15

124 22 0
                                    

..

POV Jennie

Hari lain telah berlalu dan Rosé belum kembali ke sekolah.

Kali ini baru dua hari. Aku selalu menunggunya di atap untuk melihat apakah dia ada di sana seperti biasanya saat dia bolos, tetapi ternyata tidak.

Aku pergi lagi hari ini meskipun Jisoo melarangku.

Aku sampai di sekolah satu jam lebih awal, yang membuat Taehyung tidak senang, tetapi dia tidak mengatakan apa pun. Dia selalu melakukan apa yang aku minta tanpa bertanya. Aku tidak mengerti tentang orang-orang yang mengatakan bahwa betapa menyebalkan saudara mereka, tetapi sekali lagi aku tidak tau apa yang mereka katakan.

"Jennie, dia tidak datang hari ini... kita harus pergi." Jisoo telah duduk di sebelahku, di atap ini hampir sepanjang waktu.

Awalnya dia kesal, tetapi kemudian dia duduk dan mulai membaca buku sementara kami menunggu.

"Lima menit lagi."

Kudengar dia hanya mendesah berat di sampingku, tapi aku terlalu fokus pada pintu atap untuk mengomentarinya.

"Kelas dimulai lima menit lagi, kalau kita tidak pergi sekarang, kita akan terlambat."

Aku hanya mengangguk sambil berdiri. Jisoo melakukan hal yang sama. Dia meraih tanganku dan menggenggamnya. Saat kami berjalan menyusuri lorong menuju kelas, suara lebih keras dari biasanya membuatku merasa cemas.

Aku benci suara keras.

"Jisoo.." Rasanya seluruh tubuhku mati rasa pada saat-saat seperti itu dan aku merasa tidak bisa bernapas.

Aku tahu Jisoo mulai panik, yang tidak benar-benar membantu situasi. Dia membuka tasnya dan mengeluarkan sepasang headphone yang selalu dia simpan untukku dan segera memakaikannya padaku, lalu semuanya menjadi sunyi.

Aku merasa tubuhku mulai tenang saat gadis yang lebih tua membelai wajahku sambil menungguku membaik.

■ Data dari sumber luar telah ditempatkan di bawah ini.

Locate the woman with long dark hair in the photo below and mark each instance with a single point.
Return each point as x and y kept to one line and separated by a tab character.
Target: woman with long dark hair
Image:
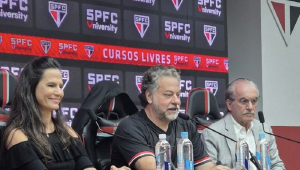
34	138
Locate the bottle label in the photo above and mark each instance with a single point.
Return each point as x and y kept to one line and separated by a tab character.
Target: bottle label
246	163
258	156
189	165
167	166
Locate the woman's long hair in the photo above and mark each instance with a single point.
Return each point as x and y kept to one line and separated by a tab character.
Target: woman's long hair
25	113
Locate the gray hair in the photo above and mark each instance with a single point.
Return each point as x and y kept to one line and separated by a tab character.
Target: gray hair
229	92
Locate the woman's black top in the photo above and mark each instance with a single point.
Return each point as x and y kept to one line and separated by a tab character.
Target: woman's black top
26	156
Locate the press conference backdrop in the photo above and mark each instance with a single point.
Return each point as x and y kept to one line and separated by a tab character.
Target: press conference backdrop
117	40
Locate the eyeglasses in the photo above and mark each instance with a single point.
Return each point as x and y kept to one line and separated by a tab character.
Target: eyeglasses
245	101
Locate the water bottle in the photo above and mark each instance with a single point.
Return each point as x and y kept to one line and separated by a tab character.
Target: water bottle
163	153
185	156
242	155
263	152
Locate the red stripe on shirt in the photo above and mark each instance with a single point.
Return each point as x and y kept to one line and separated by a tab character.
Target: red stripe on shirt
140	154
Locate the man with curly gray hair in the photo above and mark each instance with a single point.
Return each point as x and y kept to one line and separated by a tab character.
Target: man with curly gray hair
136	137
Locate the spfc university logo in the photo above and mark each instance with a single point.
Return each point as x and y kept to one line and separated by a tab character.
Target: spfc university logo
142	23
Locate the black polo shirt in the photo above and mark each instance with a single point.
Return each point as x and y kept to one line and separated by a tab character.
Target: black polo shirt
137	136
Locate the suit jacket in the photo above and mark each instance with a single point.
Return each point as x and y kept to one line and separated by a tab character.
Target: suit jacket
222	150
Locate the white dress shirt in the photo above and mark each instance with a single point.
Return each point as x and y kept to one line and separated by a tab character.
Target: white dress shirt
248	136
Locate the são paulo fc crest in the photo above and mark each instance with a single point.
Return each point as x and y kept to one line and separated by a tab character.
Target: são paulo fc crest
45	45
210	33
226	64
138	82
177	4
65	77
212	86
197	61
58	11
142	23
89	50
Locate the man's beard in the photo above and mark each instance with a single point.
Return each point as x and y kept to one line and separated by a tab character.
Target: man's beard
163	115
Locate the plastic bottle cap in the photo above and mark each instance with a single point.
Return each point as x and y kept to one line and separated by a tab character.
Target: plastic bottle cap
184	134
261	135
162	136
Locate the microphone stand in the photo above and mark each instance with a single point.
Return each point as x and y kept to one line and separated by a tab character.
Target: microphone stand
253	158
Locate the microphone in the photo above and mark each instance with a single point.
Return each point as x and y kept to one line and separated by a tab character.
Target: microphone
94	118
253	158
262	121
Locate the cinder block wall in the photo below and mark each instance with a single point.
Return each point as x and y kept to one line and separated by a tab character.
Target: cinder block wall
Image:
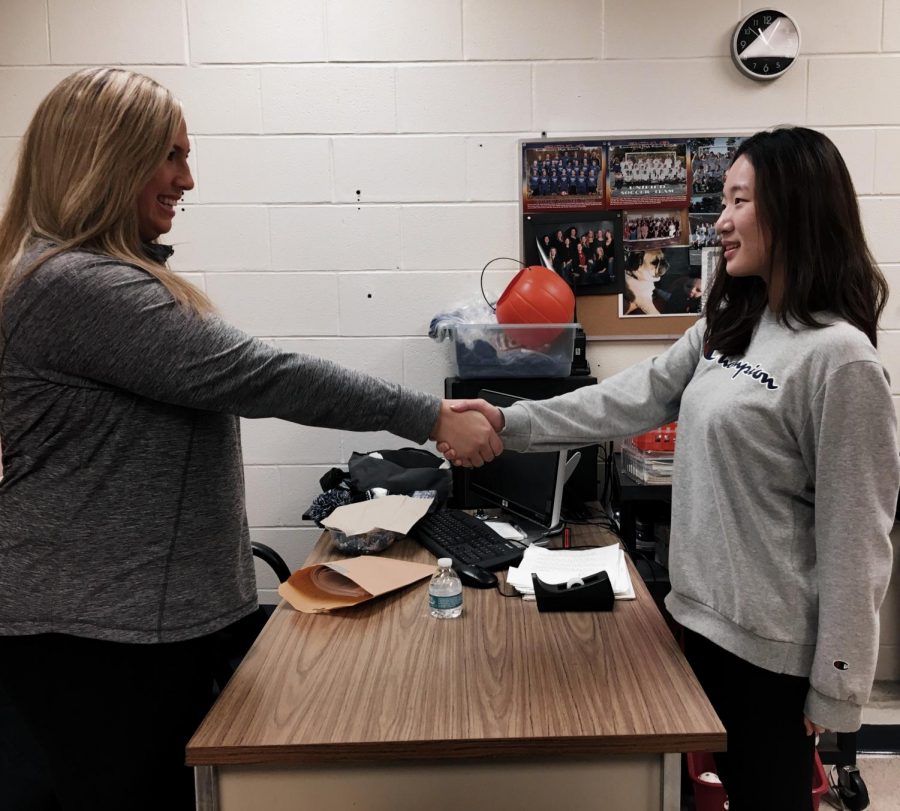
356	160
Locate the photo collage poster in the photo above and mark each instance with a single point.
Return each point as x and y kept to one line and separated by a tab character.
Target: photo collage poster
634	218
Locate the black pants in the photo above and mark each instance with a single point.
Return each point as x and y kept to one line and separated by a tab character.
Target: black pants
769	762
112	719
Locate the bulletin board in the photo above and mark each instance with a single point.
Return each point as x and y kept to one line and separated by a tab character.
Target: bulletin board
628	222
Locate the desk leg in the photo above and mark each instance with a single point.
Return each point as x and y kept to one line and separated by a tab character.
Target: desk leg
671	799
206	787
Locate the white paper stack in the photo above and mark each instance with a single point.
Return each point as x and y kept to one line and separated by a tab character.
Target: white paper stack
556	566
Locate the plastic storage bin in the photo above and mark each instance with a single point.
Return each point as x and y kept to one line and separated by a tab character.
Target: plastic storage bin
711	796
514	350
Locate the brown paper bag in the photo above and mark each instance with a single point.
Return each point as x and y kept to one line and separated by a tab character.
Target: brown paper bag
342	583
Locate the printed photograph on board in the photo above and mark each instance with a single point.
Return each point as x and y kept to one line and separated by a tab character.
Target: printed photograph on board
655	228
709	158
703	230
584	248
647	173
660	281
562	176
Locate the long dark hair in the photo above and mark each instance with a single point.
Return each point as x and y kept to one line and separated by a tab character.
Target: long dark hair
805	203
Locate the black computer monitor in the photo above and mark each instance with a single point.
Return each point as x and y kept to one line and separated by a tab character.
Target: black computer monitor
528	485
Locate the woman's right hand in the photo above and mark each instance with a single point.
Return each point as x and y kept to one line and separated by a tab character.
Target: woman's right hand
493	414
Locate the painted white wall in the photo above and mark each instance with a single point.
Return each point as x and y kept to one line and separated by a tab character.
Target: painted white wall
356	162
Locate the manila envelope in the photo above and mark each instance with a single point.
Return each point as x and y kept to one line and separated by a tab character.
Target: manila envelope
342	583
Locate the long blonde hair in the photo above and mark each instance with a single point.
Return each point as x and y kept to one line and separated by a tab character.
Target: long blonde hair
93	144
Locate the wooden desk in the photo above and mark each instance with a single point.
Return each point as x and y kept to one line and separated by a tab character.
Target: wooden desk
383	707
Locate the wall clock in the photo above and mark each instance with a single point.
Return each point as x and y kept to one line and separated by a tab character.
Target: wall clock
765	44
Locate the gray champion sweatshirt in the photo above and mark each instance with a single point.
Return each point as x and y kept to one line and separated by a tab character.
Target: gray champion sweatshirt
785	483
122	510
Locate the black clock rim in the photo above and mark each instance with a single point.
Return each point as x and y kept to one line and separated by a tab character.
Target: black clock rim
736	55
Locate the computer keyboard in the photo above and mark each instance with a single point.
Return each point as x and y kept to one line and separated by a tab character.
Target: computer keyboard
467	540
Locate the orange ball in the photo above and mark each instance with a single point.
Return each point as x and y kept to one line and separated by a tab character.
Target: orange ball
537	295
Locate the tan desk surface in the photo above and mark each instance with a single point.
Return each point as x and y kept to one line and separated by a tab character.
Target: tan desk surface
385	682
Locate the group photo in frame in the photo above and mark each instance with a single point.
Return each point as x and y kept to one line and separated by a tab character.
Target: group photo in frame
637	241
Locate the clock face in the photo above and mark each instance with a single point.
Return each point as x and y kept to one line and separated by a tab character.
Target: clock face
765	44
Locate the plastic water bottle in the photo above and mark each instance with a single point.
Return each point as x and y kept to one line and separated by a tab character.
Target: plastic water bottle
445	592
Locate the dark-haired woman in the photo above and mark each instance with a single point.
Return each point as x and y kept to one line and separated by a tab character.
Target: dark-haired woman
786	468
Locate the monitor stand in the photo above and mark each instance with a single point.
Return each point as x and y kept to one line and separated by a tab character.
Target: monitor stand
534	533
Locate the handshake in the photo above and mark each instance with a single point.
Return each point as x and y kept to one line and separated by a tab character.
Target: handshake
466	432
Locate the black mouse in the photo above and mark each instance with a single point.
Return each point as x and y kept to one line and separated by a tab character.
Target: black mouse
475	576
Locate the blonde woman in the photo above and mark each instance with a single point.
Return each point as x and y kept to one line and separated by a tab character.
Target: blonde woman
124	548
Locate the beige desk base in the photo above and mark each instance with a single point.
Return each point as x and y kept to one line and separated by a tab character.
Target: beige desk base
642	782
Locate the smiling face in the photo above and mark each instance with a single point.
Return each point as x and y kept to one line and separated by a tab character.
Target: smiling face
746	247
156	202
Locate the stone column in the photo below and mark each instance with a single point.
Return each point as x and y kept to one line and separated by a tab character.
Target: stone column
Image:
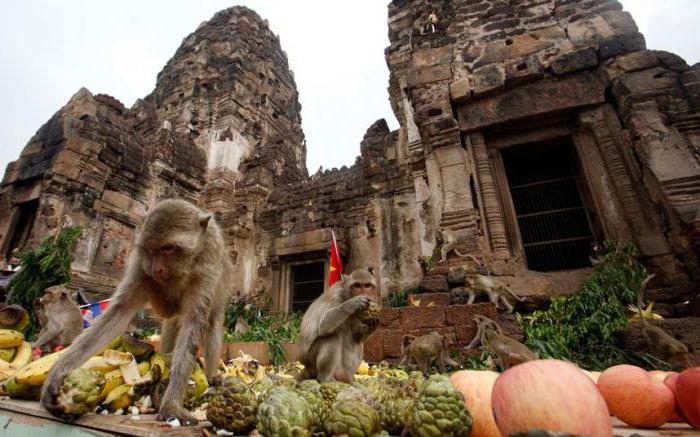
506	201
489	194
605	128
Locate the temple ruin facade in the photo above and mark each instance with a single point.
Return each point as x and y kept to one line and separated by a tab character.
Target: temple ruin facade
531	131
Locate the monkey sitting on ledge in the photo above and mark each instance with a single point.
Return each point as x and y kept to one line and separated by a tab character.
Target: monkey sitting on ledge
179	264
332	334
60	318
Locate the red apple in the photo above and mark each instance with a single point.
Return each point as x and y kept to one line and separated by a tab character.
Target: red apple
476	386
670	382
552	395
688	395
636	398
594	375
659	375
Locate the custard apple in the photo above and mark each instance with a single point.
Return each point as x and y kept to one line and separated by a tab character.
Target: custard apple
80	392
352	418
233	406
310	390
284	413
439	410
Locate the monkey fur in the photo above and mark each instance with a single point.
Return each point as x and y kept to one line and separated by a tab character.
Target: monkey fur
426	348
492	287
506	352
659	342
332	336
60	318
179	265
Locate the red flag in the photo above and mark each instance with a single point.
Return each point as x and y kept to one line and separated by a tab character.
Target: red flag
336	262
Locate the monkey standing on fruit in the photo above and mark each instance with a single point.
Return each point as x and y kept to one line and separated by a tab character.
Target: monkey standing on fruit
179	265
332	330
659	342
60	318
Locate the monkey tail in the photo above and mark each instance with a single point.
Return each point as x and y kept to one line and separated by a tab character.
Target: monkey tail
512	293
640	297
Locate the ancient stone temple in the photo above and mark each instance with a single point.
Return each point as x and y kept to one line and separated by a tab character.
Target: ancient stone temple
530	132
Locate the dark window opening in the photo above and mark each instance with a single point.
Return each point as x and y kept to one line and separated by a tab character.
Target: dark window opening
554	223
23	226
307	285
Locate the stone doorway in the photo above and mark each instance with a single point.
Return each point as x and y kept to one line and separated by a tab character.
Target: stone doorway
307	283
549	204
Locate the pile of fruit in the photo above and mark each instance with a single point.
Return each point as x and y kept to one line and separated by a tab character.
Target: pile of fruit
14	352
373	405
127	376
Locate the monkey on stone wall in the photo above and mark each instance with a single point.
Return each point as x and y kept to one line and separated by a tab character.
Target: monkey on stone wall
506	352
332	334
179	264
659	342
60	318
426	348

Aku mendengar bunyi bel samar di kejauhan yang menandakan kami terlambat ke kelas, tetapi itu tidak menghentikan Jisoo untuk memastikan apakah aku baik-baik saja. Dia segera mengambil headphone dari telingaku dan melingkarkannya di leherku.

"Kamu baik-baik saja?" Jisoo melingkarkan lengannya di leherku, menarikku lebih dekat padanya, sementara aku melingkarkan lenganku di pinggangnya, memeluknya erat.

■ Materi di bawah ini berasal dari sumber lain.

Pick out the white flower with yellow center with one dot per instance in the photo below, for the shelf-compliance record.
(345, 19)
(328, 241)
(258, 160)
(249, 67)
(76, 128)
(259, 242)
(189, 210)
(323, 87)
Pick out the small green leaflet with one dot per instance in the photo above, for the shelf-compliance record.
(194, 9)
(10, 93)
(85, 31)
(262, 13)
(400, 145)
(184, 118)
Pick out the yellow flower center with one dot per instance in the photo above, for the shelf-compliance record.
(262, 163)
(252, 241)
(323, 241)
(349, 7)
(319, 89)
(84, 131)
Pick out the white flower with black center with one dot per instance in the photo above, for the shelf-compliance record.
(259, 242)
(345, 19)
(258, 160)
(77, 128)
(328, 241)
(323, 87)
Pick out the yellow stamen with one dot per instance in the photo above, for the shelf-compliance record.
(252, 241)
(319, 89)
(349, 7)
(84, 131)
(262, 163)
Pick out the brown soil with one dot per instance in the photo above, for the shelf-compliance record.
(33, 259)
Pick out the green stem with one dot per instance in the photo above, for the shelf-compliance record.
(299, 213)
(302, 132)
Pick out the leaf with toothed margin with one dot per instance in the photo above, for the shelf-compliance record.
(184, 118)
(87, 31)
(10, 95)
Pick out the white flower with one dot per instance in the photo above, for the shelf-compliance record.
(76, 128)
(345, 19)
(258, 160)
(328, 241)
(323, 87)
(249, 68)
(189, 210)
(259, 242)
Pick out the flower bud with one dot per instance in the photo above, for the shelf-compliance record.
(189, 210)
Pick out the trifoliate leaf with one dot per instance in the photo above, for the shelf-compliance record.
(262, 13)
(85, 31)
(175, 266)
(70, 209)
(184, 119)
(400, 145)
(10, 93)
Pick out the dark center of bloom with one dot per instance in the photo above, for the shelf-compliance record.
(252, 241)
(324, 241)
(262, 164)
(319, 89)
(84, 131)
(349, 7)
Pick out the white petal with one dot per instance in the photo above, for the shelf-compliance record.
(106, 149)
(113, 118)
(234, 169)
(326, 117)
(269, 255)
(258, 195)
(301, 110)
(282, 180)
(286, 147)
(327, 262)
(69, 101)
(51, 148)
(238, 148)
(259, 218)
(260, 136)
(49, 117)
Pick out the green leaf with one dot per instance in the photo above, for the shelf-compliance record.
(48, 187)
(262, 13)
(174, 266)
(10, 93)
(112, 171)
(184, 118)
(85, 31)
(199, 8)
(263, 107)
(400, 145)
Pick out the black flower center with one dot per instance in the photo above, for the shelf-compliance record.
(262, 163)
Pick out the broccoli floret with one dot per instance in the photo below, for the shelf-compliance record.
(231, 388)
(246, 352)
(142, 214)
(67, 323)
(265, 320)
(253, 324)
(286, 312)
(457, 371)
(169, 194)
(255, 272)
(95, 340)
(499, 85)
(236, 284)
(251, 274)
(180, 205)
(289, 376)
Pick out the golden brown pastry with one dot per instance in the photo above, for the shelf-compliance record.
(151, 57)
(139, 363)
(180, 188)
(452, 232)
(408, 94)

Sepanjang waktu aku berada dalam pelukannya, aku terus memikirkan apa yang sedang dilakukan Rosé saat ini.

Apakah dia sakit? Apakah dia menemukan tempat baru untuk membolos karena aku sudah menemukan tempat persembunyiannya? Apakah dia menyukai gambar yang kubuat untuknya?

Aku berharap aku bisa berbicara dengannya lebih banyak.

Aku berharap aku bisa mengekspresikan diriku lebih baik. Aku berharap aku normal.


..

POV Chaeyoung



Aku mulai frustrasi. Aku sudah menelepon Rosé dua kali beberapa hari terakhir untuk menanyakan apakah dia baik-baik saja dan setiap kali ayahnya mengangkat dia mengatakan bahwa dia tidak ingin berbicara.

Bukankah dia setuju untuk berusaha lebih keras sebelumnya, tetapi sekarang kita kembali ke titik awal. Aku merasa apa pun yang dia lakukan atau katakan, itu tidak akan pernah berubah.

Namun, aku tidak mudah menyerah dan ada sesuatu dalam diriku yang menyuruhku untuk menolong gadis ini jadi aku akan menolongnya meskipun Lalisa menganggapku bodoh. Meskipun dia jelas-jelas tidak menginginkan pertolongan. Aku hanya punya naluri untuk melindunginya dan menolongnya.